If Mazda can achieve the 6-digit mark, it would give the automaker a second 100,000-plus model in the U.S., after the Mazda3. Mazda sold 104,713 copies of the compact car in 2013.

Just over four years ago, the Japanese automaker delivered 207,767 units in all of 2009 in the U.S.

Hitting the 100,000-mark with the CX-5 would put Mazda in rarefied company, joining others with small CUVs hitting or surpassing the figure, including the Toyota RAV4, Nissan Rogue, Ford Escape and Honda CR-V, the latter the best-seller in the segment with 303,904 units delivered in 2013.

O’Sullivan believes Mazda can outperform last year’s CX-5 tally due to an increase in brand awareness among U.S. car buyers; a reduction in fleet volume; a recovering U.S. industry projected to sell more than 16 million new cars and light trucks this year; and the automaker’s new assembly plant in Mexico.

While the Salamanca plant, which opened in January, doesn’t assemble the CX-5, it is a second production source of the Mazda3. With less Mazda3 capacity needed in Japan, the automaker can build more CX-5s there, O’Sullivan says.

Another reason for optimism is the projected growth forecast for smaller CUVs.

“The two (hot) segments (in 2014) are going to be C-car and small crossovers, and obviously we play really well in that space,” O’Sullivan says.
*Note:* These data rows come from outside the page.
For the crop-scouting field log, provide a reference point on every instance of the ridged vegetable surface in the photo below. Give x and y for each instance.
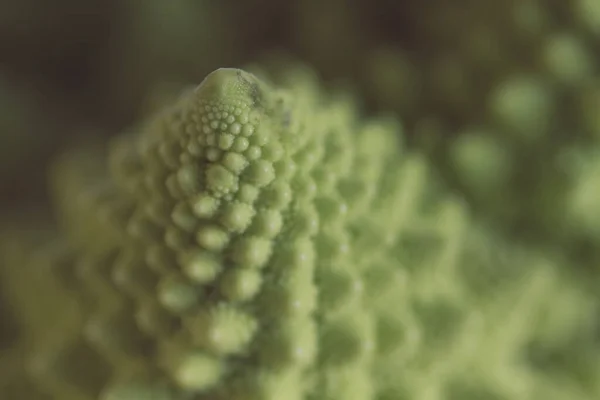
(260, 240)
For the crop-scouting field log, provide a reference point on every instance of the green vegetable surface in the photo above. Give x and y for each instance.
(258, 239)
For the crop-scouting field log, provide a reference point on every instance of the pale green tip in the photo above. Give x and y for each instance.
(230, 84)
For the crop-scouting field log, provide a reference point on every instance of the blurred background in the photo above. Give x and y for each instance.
(485, 87)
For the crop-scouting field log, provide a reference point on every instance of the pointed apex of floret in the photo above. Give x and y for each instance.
(232, 84)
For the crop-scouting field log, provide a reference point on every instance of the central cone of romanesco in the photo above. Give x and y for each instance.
(257, 240)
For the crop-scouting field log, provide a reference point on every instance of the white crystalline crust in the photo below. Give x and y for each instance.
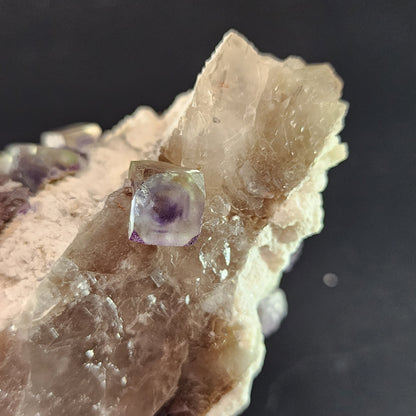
(31, 243)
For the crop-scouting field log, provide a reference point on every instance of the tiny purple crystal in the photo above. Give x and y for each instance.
(167, 205)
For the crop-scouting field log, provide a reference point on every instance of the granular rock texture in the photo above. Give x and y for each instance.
(106, 326)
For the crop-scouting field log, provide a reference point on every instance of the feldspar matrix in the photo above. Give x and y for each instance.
(93, 323)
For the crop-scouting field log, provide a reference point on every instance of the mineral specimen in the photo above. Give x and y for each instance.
(167, 204)
(77, 136)
(34, 165)
(95, 324)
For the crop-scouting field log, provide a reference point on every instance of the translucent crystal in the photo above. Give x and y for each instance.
(33, 165)
(75, 136)
(167, 204)
(119, 328)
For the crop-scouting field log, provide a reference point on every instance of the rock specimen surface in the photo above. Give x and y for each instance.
(95, 324)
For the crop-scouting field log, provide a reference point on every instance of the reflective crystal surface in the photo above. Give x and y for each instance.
(167, 205)
(94, 324)
(33, 165)
(75, 136)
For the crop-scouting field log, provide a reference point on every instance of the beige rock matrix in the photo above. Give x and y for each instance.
(95, 324)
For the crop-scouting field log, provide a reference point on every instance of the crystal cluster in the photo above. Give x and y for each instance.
(107, 326)
(167, 205)
(27, 167)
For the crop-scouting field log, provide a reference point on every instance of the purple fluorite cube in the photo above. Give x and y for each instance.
(167, 205)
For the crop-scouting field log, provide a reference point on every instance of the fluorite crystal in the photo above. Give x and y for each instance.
(34, 165)
(167, 205)
(94, 324)
(77, 136)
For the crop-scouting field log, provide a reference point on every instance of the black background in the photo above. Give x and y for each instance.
(348, 350)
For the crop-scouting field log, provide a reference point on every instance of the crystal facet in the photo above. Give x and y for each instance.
(92, 324)
(34, 165)
(75, 136)
(167, 205)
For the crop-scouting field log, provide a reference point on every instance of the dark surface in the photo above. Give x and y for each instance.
(349, 350)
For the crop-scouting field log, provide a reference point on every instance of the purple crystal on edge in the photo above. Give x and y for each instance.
(167, 205)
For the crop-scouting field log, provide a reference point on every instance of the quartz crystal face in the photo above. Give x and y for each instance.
(167, 205)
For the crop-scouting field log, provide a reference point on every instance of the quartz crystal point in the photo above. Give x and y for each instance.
(167, 204)
(95, 324)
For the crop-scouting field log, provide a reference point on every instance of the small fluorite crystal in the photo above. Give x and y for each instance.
(167, 205)
(94, 324)
(34, 165)
(75, 136)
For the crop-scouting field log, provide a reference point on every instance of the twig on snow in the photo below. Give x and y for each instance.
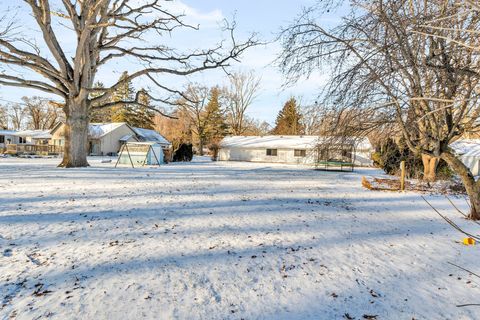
(450, 222)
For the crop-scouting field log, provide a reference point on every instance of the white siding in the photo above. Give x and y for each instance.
(283, 156)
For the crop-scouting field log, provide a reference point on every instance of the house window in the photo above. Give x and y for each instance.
(272, 152)
(300, 153)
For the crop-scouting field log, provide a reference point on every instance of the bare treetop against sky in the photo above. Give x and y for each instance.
(264, 17)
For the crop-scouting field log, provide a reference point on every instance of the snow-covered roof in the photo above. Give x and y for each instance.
(467, 147)
(34, 134)
(98, 130)
(287, 142)
(7, 132)
(151, 136)
(126, 137)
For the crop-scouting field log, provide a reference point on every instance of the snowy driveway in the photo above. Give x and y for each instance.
(224, 241)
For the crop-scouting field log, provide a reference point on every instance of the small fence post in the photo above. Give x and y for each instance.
(402, 176)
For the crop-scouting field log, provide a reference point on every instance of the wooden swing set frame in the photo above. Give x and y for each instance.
(125, 147)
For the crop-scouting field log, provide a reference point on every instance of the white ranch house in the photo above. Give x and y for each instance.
(107, 138)
(284, 149)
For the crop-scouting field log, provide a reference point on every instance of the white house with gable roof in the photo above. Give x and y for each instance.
(284, 149)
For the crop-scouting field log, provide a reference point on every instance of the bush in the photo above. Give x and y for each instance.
(391, 155)
(184, 153)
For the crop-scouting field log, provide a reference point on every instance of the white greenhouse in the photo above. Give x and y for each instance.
(141, 154)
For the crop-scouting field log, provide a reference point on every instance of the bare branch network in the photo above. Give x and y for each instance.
(107, 30)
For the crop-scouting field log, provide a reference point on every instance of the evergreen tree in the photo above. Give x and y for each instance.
(289, 120)
(214, 117)
(123, 113)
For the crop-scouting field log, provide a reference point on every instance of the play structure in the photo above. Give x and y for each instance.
(140, 154)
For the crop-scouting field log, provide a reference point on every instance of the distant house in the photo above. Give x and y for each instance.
(107, 138)
(147, 135)
(7, 137)
(469, 152)
(33, 137)
(284, 149)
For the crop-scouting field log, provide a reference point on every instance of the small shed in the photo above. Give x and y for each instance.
(141, 154)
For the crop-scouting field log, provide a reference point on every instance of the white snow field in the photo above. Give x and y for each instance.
(207, 240)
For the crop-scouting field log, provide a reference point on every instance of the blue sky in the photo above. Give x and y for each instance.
(264, 17)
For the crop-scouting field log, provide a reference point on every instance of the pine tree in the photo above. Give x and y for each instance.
(214, 117)
(289, 120)
(123, 113)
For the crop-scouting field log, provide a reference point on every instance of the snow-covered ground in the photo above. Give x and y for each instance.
(208, 240)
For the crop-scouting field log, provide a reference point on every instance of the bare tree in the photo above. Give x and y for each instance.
(429, 85)
(239, 96)
(106, 31)
(42, 115)
(194, 102)
(17, 116)
(3, 117)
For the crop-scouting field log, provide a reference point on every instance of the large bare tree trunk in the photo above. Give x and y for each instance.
(76, 135)
(472, 187)
(430, 167)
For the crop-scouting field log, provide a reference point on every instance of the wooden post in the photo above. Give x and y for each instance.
(402, 176)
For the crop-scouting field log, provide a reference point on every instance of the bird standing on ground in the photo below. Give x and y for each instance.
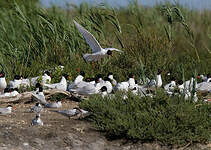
(62, 85)
(57, 104)
(97, 51)
(39, 96)
(37, 121)
(3, 83)
(7, 110)
(73, 112)
(37, 108)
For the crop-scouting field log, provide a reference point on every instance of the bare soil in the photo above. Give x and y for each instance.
(59, 132)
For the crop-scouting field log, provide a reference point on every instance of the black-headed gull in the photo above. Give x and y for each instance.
(9, 93)
(16, 83)
(62, 85)
(169, 88)
(37, 121)
(108, 85)
(156, 82)
(37, 108)
(39, 96)
(97, 51)
(7, 110)
(72, 112)
(46, 78)
(3, 83)
(57, 104)
(111, 77)
(130, 84)
(78, 80)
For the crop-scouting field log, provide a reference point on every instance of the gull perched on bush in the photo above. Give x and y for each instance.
(97, 51)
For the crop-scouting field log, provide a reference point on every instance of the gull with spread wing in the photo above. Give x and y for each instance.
(97, 51)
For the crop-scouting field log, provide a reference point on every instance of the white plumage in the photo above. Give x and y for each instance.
(97, 51)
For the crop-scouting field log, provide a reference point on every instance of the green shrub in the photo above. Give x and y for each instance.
(172, 121)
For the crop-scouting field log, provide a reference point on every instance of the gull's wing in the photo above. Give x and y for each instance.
(92, 57)
(90, 39)
(114, 49)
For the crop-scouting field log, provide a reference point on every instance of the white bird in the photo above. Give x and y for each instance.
(46, 78)
(57, 104)
(3, 83)
(25, 83)
(111, 77)
(9, 93)
(7, 110)
(72, 112)
(87, 90)
(37, 108)
(130, 84)
(204, 86)
(78, 80)
(37, 121)
(156, 82)
(97, 51)
(108, 85)
(62, 85)
(190, 84)
(16, 83)
(169, 88)
(39, 96)
(103, 91)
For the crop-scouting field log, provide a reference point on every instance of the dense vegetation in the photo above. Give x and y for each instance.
(167, 37)
(171, 121)
(172, 38)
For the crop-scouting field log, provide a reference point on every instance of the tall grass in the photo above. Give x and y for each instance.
(166, 37)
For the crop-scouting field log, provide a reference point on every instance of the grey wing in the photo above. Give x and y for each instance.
(114, 49)
(90, 39)
(91, 57)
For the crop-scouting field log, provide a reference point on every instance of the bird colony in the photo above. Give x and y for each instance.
(104, 85)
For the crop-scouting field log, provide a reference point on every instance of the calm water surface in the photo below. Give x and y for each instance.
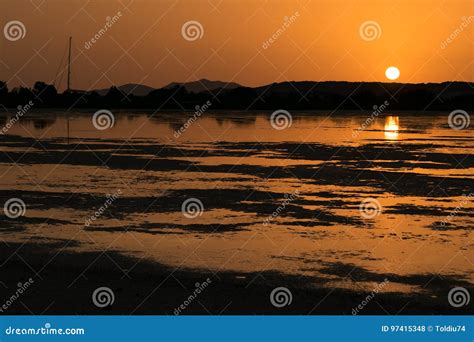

He says C-car buyers are not moving up into C/D-size cars as much as before, but switching over to a C-size CUV instead.

“We’re seeing really good, organic growth from our current-generation Mazda3 customers that have bought maybe (the old compact) Protege, then Mazda3, (and) now (are) moving into crossovers and the CX-5,” he says, adding the old CX-7, which the CX-5 replaced, was too big to have mass appeal.

Meanwhile, O’Sullivan says Mazda could go smaller still with another CUV.

A CX-3 is something the automaker “is always looking at,” he says. “For us, we think there’s growth in small crossovers.”

WardsAuto forecasts the CX-3 will go into production in July 2015 at Salamanca, joining other B-segment CUVs such as the Nissan Juke and an upcoming model from Honda based on the subcompact Fit platform going on sale later this year.

Mazda’s other CUV, the large CX-9, is undergoing a full redesign, expected to launch in late 2015 as a ’16 model.

“We’re working on…expanding the relevance of that,” O’Sullivan says, noting it, too, will receive Mazda’s Skyactiv suite of technologies that improve fuel economy and performance.

Volume of 24,628 in 2012 put the CX-9 well below the Large CUV segment leaders, notably the Ford Edge. The Edge, which shares a platform with the current CX-9, sold 129,109 units last year.